By giving attention to female African scientists, the subjects they are known for gain relevance. Their Scholias are developed, including links to co-authors and papers. It will improve the likelihood that when African science awards are announced, we will at least know the recipients in Wikidata.

Saturday, December 21, 2019

#Science and America first

Several US American science organisations are quite adamant that for them, it is America first. Stupidity has its place and these days the United States has a lot of it particularly as those same science organisations expect people from the rest of the world to accept "pre-eminence" of the USA.

There may be good reasons to be a member of these organisations but from my perspective, it is one thing to be with stupid, it is another to have these organisations argue their case on "your" behalf. So when you are a scientist, chances are that we already know you at Wikidata. We may even know about your science, your co-authors, your memberships.

Take for instance Prof Lise Korsten, she is probably South African, this is her Scholia. She has many co-authors and for some we do not know their gender and for most we do not know their nationality. We do not know if she is a member of any science organisation and we do not know that for her co-authors either. So you may add your professional memberships at Wikidata, your nationality and when you do know the nationality of your co-authors, you may add that as well.

In this way we make obvious to US American stupid that science is global.

Thursday, December 12, 2019

Disseminate science says @EstherNgumbi, @Wikimedia projects have the power to do just that

In this day and age science is of the utmost importance. When I am pointed to a conference where an African scientist gives the plenary lecture; the message is on display in the picture. I take an interest.

When you want to disseminate research, when you want the science to be known by society, you have to pick your platform. You can do worse than choosing for the Wikimedia projects.

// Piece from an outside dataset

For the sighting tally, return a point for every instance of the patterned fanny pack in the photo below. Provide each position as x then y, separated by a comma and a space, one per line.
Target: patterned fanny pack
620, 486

Professor Esther Ngumbi is employed at the University of Illinois at Urbana–Champaign. Her ORCiD profile has only one paper but at Wikidata we knew of others. As she is now known at Wikidata with her papers, she has a Scholia. At first there was only one co-author, a bit sparse, so others were added. They were linked to the papers they have on Wikidata. The same was done for some authors who cited professor Ngumbi..

When you, your science is known in Wikidata, you are more likely to get a Wikipedia article and yes, working for an American university helps. An ORCiD profile that is open will be even more potent when you trust organisations like your university, CrossRef to update your ORCiD when it knows about your papers, your new papers.

In this day and age where our ecology is no longer stable, it is vital to know and respect the science. While we aim for the best we have to be prepared for the worst; we have to see it coming. It is why our Wikimedia projects should inform about all the science and not just what a Wikipedia article has as a reference.

Wednesday, December 11, 2019

Jack needs help, so do we and, so do our audiences

Jack penciled his aspirations for Twitter in a tweet. In it he states: "... Second, the value of social media is shifting away from content hosting and removal, and towards recommendation algorithms directing one’s attention. Unfortunately, these algorithms are typically proprietary, and one can’t choose or build alternatives. Yet."

It is good news that Jack seeks a way out, he intends to hire a "small independent team of up to five open source architects, engineers, and designers" and "Twitter is to become a client of this standard"..

In the Wikimedia projects we have similar challenges and opportunities. We cannot expect for all kinds of reasons that scientists who are very much in the news (aka relevant) there to be a Wikipedia article Dr Tewoldeberhan is a recent example but there is no reason why we cannot have her, her work and the work of any other scientist in Wikidata. With tools like Scholia we already have a significant impact by making more known that just what may be found in a Wikipedia. Jack, we do know many scientists by their Twitter handle, they already make the case for their science on Twitter. This makes it easy for you to link to and expand on Scholia. What we give our readers is more to read so that they can find conformation for what they read.

Jack, Wikidata is not proprietary, Scholia is not proprietary and the Wikimedia motto is "to share in the sum of all knowledge". Together we can shift focus from what we have read before in the Wikipedias to what there is to read on the Internet. Put stuff in context and bring the scientists who care to inform about their science in the limelight.

What we do not have is the pretense that we cover everything well. we do aim to cover everything notable well. What we provide is static, Twitter is much more dynamic and together we will change the landscape. Great technology combined with both the Twitter and Wikimedia communities has the potential of being awesome.